The period (.) indicates that a subfolder called par should be created. But if we wanted to store it in the same folder as the realigned files, we would use the .@ syntax. The @ tells the DataSink interface to not create the subfolder. This will allow us to create different named input ports for DataSink and allow the user to store the files in the same folder.

workflow.connect(realigner, 'realigned_files', datasink, 'motion')
workflow.connect(realigner, 'realignment_parameters', datasink, 'motion.@par')

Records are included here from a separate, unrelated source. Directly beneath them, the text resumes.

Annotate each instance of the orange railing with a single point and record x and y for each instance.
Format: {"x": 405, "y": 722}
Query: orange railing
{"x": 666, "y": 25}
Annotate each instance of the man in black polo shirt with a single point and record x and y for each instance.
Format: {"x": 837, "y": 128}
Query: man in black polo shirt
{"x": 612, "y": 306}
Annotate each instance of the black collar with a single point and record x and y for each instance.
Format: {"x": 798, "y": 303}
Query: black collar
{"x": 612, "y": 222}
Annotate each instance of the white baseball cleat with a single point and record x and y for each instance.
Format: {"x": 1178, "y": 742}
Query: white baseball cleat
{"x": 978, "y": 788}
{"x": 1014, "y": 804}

The syntax for the input port of DataSink takes the following form:

string[[.[@]]string[[.[@]]string] ...]
where parts between paired [] are optional.

MapNode

In order to use DataSink inside a MapNode, it’s inputs have to be defined inside the constructor using the infields keyword arg.

Parameterization

As discussed in MapNode, iterfield, and iterables explained, one can run a workflow iterating over various inputs using the iterables attribute of nodes. This means that a given workflow can have multiple outputs depending on how many iterables are there. Iterables create working directory subfolders such as _iterable_name_value. The parameterization input parameter controls whether the data stored using DataSink is in a folder structure that contains this iterable information or not. It is generally recommended to set this to True when using multiple nested iterables.

Substitutions

The substitutions and substitutions_regexp inputs allow users to modify the output destination path and name of a file. Substitutions are a list of 2-tuples and are carried out in the order in which they were entered. Assuming that the output path of a file is:

/root/container/_variable_1/file_subject_realigned.nii

we can use substitutions to clean up the output path.

datasink.inputs.substitutions = [('_variable', 'variable'),
                                 ('file_subject_', '')]

This will rewrite the file as:

/root/container/variable_1/realigned.nii

Note

In order to figure out which substitutions are needed it is often useful to run the workflow on a limited set of iterables and then determine the substitutions.